Succès à double tranchant, Ruggeri est jalousé, suscite la curiosité des nobles et l’envie des autres cuisiniers, mais Catherine de Médicis refuse d’envoyer son glacier personnel ailleurs. Finalement excédé par ces pressions tous azimuts, Ruggeri décide de retourner à sa vie d’avant à Florence, saluant la reine dans une missive dévoilant sa fameuse recette : « Avec votre permission je retourne à mes poulets, en espérant que tous ces gens me laissent enfin en paix, qu’ils m’oublient et se contentent de déguster ma crème glacée ». Ainsi sa glace se diffuse en France, tandis qu’à Florence, Bernardo Buontalenti, célèbre architecte peintre et sculpteur, passionné également de cuisine, crée une recette à base de sabayon glacé et de fruits ; ce sera à son tour d’entrer en jeu.

Pour l’occasion de la visite d’une délégation espagnole, Cosimo I de Médicis le chargea de l’organisation des festivités avec l’objectif de surprendre les représentants du roi d’Espagne afin de les disposer favorablement concernant son intention d’annexer Sienne dans son duché. Buontalenti innove et crée de nouveaux mets, les « fabuleuses douceurs glacées » (favolosi dolci ghiacciati), une nouvelle recette à base de lait, de miel, de jaune d’œuf et d’une touche de vin, aromatisés à la bergamote, au citron et à l’orange, avec, en prime, du sucre, récemment découvert aux Amériques.

Une seule question se pose : comment a-t-on gardé ces crèmes au frais sans congélateur pour en développer toute une production ?

Habile de ses mains, Buontalenti avait fait réaliser dans les sous-sols du Palais Pitti des espaces pour conserver la neige et la glace et conçut une boîte avec un isolant et un cylindre central dans lequel mettre les ingrédients. Une poignée extérieure permettait d’actionner des spatules afin d’amalgamer le composé pendant qu’il refroidissait. Ainsi naît à proprement parler la glace.

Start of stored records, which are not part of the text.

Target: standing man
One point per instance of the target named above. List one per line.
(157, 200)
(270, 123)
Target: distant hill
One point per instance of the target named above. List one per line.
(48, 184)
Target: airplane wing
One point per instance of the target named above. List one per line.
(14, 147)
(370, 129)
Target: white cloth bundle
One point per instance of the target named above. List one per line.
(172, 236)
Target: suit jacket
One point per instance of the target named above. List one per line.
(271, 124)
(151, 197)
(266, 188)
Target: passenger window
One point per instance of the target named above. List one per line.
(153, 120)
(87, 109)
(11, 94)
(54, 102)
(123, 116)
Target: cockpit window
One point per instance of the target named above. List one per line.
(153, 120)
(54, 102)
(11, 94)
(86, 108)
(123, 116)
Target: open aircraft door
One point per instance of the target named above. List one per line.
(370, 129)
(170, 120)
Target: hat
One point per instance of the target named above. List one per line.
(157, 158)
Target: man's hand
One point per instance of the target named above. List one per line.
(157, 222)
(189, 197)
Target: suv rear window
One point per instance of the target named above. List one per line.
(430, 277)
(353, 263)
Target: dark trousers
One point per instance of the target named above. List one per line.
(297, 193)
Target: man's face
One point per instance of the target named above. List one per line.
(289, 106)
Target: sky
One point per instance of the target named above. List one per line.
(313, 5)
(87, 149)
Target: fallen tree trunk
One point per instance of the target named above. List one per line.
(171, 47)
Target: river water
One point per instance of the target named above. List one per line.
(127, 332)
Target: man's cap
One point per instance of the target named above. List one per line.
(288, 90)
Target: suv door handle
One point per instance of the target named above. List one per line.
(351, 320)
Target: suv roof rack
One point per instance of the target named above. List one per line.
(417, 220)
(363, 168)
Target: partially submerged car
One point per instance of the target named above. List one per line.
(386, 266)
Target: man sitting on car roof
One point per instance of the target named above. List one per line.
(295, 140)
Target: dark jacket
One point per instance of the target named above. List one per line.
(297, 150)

La crème glacée rencontra un franc succès puisque le Grand-Duc atteignit son objectif (annexer Sienne) et recruta par la suite de nombreux cuisiniers pour préparer des glaces en continu, même si cela signifia pour le coup que la République de Sienne perdit son indépendance. Le nom de Buontalenti resta dans l’histoire avec son invention révolutionnaire ; pouvoir geler les matières grasses tels le lait et les œufs tout en conservant une texture crémeuse et veloutée fut une très belle découverte pour la « science culinaire ».

Aujourd’hui encore, si vous vous rendez chez les meilleurs marchands de glaces — en priorité à Florence —, vous aurez probablement la possibilité de goûter des glaces du nom « glace de Florence » (crema fiorentina) ou du nom de son créateur, « la glace Buontalenti » (gelato buontalenti). De même, si vous êtes de passage à Florence, vous pouvez toujours contempler la petite pyramide du parc des Cascine, témoin de la méthode de réfrigération utilisée lors de la Renaissance, servant à l’époque de congélateur, sorte de récipient pour la glace accumulée pendant l’hiver.